Medicaid boss Stephen Miller
“We are excited about the new guidance issued by CMS to allow states the flexibility to pursue innovative approaches to improve the health and well-being of Medicaid beneficiaries," state Medicaid Commissioner Stephen Miller said in a statement. "This guidance is a critical step to moving the Kentucky HEALTH program forward and we eagerly anticipate a quick approval."

The plan will largely affect the 478,000 Kentuckians who are covered by the expansion of Medicaid under the Patient Protection and Affordable Care Act to those who earn up to 138 percent of the federal poverty level.

Medicaid covers about 1.4 million Kentuckians.

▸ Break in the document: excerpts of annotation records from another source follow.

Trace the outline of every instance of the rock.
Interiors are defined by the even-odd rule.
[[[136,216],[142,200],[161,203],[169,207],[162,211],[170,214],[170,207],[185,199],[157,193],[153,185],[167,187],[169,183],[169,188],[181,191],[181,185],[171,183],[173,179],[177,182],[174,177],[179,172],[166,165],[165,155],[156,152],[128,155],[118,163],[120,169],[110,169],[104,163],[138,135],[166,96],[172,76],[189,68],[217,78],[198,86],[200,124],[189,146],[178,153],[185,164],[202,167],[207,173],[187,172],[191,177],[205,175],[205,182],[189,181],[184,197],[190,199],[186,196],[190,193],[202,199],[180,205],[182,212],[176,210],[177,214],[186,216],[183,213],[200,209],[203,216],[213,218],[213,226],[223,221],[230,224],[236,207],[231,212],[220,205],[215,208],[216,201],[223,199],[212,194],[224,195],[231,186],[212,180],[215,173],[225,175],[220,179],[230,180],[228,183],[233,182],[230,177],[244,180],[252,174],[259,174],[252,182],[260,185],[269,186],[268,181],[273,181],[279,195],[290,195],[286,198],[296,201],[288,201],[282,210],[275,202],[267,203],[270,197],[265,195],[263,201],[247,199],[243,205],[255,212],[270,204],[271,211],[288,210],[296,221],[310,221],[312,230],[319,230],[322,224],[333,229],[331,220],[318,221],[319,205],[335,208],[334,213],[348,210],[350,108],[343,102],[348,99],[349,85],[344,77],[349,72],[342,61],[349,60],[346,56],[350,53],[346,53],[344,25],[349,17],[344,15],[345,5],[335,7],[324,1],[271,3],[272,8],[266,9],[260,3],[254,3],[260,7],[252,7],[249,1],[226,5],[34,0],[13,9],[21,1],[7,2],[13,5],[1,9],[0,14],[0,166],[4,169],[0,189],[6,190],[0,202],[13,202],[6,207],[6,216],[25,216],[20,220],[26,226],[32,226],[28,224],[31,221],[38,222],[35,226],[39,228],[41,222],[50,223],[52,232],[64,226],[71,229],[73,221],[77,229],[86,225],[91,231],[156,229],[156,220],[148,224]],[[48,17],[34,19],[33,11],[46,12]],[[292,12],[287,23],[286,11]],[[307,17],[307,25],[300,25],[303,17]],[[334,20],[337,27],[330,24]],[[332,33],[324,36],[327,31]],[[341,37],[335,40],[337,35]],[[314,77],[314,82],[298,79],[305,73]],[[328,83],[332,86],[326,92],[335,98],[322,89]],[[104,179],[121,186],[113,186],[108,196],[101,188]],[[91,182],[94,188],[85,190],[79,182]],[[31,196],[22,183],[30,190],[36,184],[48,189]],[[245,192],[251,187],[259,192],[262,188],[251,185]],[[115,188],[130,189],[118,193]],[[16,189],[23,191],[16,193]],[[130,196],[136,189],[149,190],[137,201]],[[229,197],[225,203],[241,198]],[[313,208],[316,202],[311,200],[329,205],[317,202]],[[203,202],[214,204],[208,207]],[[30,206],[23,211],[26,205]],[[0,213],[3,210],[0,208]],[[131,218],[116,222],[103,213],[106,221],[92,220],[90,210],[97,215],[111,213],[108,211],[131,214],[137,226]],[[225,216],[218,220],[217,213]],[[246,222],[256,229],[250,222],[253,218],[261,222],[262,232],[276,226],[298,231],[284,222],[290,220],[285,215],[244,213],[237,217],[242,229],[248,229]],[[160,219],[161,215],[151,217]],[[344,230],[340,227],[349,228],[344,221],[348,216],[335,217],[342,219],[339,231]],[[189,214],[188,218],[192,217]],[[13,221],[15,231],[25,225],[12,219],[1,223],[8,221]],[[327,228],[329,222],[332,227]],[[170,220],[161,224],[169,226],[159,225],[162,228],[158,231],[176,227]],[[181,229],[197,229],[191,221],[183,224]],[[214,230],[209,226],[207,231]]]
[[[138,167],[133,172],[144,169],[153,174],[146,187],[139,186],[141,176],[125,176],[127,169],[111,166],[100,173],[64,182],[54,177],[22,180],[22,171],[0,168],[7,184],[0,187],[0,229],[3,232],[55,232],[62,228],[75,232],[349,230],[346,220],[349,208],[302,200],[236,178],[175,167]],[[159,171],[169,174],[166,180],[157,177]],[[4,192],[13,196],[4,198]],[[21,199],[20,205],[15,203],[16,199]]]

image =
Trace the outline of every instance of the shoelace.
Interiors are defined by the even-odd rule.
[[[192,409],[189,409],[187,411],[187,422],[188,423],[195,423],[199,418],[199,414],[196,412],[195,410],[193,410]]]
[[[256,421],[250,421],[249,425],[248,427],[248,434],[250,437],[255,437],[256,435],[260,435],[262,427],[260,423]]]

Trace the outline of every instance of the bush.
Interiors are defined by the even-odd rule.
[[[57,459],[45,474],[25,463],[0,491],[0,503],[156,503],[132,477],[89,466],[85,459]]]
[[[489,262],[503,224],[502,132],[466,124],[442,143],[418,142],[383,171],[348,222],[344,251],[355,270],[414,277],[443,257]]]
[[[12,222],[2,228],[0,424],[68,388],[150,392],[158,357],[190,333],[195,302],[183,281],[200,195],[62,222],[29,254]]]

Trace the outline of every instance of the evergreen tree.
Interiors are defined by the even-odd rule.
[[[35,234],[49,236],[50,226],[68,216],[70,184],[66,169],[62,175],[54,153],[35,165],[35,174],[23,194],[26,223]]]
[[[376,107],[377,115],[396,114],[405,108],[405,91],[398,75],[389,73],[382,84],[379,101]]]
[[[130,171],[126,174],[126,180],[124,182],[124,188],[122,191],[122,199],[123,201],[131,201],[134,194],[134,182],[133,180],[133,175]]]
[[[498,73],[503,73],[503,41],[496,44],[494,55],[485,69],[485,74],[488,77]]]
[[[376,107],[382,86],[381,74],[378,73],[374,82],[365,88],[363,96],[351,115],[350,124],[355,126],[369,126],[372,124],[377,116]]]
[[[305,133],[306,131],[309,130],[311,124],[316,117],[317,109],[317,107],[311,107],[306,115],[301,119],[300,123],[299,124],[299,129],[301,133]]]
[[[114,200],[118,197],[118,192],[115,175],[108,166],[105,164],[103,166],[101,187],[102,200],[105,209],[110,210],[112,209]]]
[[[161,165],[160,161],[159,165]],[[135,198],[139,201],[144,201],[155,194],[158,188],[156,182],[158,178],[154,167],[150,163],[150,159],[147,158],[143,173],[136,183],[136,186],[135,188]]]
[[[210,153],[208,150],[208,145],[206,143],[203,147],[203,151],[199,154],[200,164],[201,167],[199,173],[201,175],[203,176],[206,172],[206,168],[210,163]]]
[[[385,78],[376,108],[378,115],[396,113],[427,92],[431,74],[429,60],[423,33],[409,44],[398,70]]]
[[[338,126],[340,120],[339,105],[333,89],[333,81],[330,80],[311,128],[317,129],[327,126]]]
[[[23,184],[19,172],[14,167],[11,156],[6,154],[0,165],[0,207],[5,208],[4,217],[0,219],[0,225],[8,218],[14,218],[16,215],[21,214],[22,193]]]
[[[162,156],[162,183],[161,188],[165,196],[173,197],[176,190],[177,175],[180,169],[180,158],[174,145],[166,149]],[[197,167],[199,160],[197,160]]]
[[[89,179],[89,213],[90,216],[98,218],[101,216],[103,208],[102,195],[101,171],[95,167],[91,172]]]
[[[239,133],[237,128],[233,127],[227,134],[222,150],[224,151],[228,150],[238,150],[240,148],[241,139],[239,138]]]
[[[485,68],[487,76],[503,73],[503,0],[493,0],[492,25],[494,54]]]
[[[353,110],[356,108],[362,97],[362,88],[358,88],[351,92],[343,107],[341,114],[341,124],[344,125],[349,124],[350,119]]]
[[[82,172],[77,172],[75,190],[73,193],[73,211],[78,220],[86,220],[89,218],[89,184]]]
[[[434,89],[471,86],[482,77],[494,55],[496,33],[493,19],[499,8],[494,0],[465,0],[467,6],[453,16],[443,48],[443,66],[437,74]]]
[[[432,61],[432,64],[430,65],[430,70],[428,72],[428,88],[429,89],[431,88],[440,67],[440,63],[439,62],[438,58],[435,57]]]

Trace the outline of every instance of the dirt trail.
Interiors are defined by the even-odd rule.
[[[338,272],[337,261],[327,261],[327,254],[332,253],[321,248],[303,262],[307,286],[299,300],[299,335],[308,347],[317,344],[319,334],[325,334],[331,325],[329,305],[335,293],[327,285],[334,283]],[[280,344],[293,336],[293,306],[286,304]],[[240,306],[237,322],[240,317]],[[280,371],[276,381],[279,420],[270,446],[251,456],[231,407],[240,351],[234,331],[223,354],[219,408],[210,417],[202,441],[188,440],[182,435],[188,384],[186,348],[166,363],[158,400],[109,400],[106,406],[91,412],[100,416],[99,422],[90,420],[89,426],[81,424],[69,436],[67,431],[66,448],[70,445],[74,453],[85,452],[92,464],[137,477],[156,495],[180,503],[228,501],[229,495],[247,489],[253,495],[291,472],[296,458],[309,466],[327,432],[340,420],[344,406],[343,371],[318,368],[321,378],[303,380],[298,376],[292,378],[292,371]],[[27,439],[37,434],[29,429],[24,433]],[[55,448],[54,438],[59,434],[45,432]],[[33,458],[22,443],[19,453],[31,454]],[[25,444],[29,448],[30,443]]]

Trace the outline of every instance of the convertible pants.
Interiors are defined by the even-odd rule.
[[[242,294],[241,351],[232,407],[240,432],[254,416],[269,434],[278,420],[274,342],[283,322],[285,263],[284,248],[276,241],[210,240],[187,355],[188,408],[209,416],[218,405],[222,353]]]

A list of enrollment by county in June 2017 is at

If implemented, the proposal estimates there will be 95,000 fewer Kentuckians on Medicaid in five years than there would be otherwise. The Bevin administration has said this will be a result of people moving to better-paying jobs that offer employer health insurance, but critics say the new requirements create barriers to access that will cause people to lose coverage

U.S. Rep. John Yarmuth, a Louisville Democrat and a vocal supporter of the Affordable Care Act, said in a press release, "Work requirements do not make it more likely low-income individuals will find employment, but they will result in struggling families becoming poorer and sicker. . . . My only hope is that the chaos caused by this policy and the desperation of the Kentucky families who will soon lose their only access to health coverage will force Gov. Bevin to demonstrate some level of compassion and reverse this disgraceful policy."